Feeling the data

Feeling the data| Chasers of the Lost Data

Montevideo

Project Details

Awards & Nominations

Feeling the data has received the following awards and nominations. Way to go!

Global Finalist

The Challenge | Chasers of the Lost Data

Help find ways to improve the performance of machine learning and predictive models by filling in gaps in the datasets prior to model training. This entails finding methods to computationally recover or approximate data that is missing due to sensor issues or signal noise that compromises experimental data collection. This work is inspired by data collection during additive manufacturing (AM) processes where sensors capture build characteristics in-situ, but it has applications across many NASA domains.

Unleashing the power of the brain through Crowd Sourcing. If you can feel it, you can fill it.

------------------------------------------------------------------------------------------------------------------------

The problem

Although we live in the age of big data, where machine learning algorithms can achieve impressive results, not all data sets are complete. Even though several techniques and algorithms aimed at data sets with missing samples do exist, they do not always perform well, especially when dealing with sparse datasets.

So how can we fill in the gaps in these, often sparse, datasets?

Does estimating the missing values improve our models in terms of accuracy?

1. Our best data processing tool: the brain.

The human brain is an incredibly complex and powerful tool for processing visual stimulus. It can process huge amounts of visual information quickly, identifying patterns and structures while creating abstract representations. For example, if we erase several pixels of an image, a kid can easily fill in what is missing in his mind, even if the image is severely corrupted. However, this is not the case for other types of data and representations which are less intuitive to us. Choosing the right color of a pixel in an image is much easier than choosing the right number or tag in a NASA database.

If you can FEEL it, you can FILL it!

Creating intuitive visual representations from a dataset is an extremely complex problem. It is necessary to apply transformations to the fields in the data frame, which can be in various different formats: integers, tags, text.

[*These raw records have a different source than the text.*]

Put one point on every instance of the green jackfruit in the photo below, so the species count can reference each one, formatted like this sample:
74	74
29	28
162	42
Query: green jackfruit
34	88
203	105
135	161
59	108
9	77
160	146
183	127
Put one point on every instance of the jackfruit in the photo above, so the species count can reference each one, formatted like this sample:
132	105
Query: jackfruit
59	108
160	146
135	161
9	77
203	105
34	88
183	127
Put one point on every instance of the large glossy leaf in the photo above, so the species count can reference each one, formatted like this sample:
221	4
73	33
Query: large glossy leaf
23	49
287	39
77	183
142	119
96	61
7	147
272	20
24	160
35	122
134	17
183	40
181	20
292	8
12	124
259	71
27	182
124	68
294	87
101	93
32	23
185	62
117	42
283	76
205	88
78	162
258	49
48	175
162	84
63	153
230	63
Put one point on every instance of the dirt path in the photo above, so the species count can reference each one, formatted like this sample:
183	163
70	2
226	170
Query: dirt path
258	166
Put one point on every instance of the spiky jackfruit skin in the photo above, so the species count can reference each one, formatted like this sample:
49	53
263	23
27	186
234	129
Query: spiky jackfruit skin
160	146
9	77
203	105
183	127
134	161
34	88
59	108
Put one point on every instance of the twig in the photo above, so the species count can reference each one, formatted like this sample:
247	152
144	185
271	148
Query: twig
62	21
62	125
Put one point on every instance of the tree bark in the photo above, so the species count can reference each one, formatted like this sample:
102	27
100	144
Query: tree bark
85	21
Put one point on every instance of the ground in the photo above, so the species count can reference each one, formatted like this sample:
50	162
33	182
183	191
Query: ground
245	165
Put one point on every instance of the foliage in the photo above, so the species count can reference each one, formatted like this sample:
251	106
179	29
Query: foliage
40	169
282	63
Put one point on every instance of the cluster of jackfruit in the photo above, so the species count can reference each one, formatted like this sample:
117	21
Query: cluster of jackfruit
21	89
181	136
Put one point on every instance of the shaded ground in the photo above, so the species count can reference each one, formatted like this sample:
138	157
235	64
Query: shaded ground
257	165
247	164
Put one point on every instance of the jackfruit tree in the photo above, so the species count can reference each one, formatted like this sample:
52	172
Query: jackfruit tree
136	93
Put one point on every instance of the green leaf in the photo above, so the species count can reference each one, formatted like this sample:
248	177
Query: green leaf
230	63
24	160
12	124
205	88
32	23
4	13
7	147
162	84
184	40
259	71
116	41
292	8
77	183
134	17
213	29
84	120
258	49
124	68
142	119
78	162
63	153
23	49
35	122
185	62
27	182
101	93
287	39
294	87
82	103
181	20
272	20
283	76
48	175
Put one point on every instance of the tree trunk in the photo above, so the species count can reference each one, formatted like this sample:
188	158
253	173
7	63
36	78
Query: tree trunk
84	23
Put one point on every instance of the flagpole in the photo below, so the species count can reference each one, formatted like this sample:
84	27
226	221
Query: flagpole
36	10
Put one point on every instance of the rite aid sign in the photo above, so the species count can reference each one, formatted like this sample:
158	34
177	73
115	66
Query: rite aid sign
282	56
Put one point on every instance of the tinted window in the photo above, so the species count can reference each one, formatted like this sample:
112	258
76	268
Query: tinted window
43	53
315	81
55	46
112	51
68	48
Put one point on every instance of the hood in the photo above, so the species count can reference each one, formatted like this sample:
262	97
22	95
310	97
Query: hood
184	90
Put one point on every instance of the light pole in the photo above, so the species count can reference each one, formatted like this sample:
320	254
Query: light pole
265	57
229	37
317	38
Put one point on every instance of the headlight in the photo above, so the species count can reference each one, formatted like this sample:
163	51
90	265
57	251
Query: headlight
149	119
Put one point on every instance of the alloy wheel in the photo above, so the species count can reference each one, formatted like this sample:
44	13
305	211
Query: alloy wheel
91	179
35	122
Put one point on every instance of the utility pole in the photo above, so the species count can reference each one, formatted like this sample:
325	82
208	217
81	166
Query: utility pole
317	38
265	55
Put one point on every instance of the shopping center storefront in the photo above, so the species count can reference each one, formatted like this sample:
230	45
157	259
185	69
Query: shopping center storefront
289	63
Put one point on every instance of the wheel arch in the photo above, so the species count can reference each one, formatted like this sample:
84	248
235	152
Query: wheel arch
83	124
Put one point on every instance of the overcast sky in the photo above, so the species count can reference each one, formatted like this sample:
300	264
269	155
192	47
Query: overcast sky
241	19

The aim of these transformations is to convert these values into variables we can represent graphically, for instance in a colored scatter plot. Hence the dimensionality of data must be reduced. Moreover, we want these graphical representations to be the most intuitive so that people can guess the missing values better. In order for the final visualization to be effective, it is essential that these transformations carry information about the correlation between the different variables in the original data set. Otherwise, filled in values would be extremely inaccurate.

Furthermore, we need to evaluate people’s ability to fill in data. To do so, some of the missing points will be artificial. We will deliberately erase some of the points in order to evaluate the accuracy of user filled in values. We then intend to use reinforcement learning techniques to find the best visual representation.

2. Our solution

1. The missing values in NASA data frames are estimated using a Low Rank Matrix Completion or Matrix Completion by Partition Alternating Minimization algorithm. These will serve as a default values.

2. Various visual representations are generated by using T-distributed stochastic neighbour embedding.

3. The visual representations are gamified. These visual representations have artificial missing values.

4. Crowd Sourcing: Through advertising campaigns and games people are encouraged to fill in the missing values (both real and artificial).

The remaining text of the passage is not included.